20090522

speak its name

Almost five am and there's a window open in my bedroom. There's a cool breeze and the sounds of the city and the trees and the birds makes it perfect, and here I am lying on my back, staring at the lights and the shadows playing across the ceiling, wishing this moment--this perfect evening in late spring, the breeze--would last forever. Smiling, letting my mind wander, thinking about everything and nothing.

Six months since I saw her last. That puts it around late autumn when the leaves were turning, and she was wearing a scarf and a hat and a jacket, and we were meeting up in Wallingford, where the trees were so beautiful, and rustled not unlike tonight, but it wasn't spring then. It was cooler, then. We walked hand in hand, and she never even told me she was leaving. But she looked like autumn looks, not cold, but about to leave, and the winds are getting sharper and the days get shorter and shorter. And while she was wearing that little knit cap and that pretty scarf, there was that distance there, even if she's beautiful wearing it. I can't run my hands through her hair, or kiss her on the neck and leave a mark, like she tells me she wants me to.

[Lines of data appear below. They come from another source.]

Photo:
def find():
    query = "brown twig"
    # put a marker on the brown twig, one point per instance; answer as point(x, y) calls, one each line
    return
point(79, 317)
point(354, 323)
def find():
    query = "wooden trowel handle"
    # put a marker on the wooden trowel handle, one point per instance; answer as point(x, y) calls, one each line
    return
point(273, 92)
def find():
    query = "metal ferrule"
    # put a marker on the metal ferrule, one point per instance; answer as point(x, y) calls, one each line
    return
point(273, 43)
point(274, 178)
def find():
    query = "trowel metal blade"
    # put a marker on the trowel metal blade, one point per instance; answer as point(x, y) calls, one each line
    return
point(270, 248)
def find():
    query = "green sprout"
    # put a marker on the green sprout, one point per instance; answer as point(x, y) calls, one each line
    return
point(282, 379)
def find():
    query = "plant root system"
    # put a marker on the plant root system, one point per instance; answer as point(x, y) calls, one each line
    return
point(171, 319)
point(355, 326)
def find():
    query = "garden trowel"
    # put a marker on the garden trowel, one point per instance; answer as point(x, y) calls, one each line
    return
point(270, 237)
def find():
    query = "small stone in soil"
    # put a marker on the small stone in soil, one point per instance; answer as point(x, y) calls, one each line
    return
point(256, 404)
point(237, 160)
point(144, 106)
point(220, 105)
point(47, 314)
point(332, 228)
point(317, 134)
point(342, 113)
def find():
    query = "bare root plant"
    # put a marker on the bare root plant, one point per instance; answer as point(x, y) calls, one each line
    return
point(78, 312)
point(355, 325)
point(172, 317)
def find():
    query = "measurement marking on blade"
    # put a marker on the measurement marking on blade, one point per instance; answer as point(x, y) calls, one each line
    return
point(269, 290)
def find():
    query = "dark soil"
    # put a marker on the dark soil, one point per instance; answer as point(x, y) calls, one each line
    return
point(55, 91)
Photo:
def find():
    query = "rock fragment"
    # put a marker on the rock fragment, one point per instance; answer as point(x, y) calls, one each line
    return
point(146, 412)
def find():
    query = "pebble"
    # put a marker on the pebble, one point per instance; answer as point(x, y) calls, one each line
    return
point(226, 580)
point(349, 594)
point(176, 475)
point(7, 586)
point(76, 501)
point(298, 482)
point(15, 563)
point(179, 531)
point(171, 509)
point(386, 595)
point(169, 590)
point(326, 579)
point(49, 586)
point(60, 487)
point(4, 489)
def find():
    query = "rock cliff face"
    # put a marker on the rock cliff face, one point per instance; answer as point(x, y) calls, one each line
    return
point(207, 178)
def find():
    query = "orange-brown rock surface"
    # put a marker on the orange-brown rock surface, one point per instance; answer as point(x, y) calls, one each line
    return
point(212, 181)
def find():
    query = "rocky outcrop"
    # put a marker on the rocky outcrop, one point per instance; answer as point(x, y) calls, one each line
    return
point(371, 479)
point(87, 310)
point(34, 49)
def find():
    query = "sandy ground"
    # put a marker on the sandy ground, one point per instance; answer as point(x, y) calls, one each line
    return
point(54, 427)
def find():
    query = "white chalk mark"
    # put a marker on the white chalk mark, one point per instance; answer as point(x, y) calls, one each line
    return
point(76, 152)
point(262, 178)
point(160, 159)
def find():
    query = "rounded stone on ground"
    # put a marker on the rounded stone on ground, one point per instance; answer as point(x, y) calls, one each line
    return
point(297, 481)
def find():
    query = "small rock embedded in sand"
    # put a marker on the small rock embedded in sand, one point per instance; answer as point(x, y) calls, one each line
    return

But it's been six months now and I've stopped wishing she were here. She's an autumn girl, now, in her scarf and hat and jacket and that distant smile, with those cryptic words about the seasons changing and the leaves falling. And it's spring, and everyone is so beautiful in spring, and I'm still drunk on the flowers and the trees even as they fade into their summer greens. It's spring and she's an autumn girl and right now, I'm just happy with the late spring melody of the city. I've reserved the spring for myself.

My eyes drift shut, and tonight I don't hear the wind whispering her name.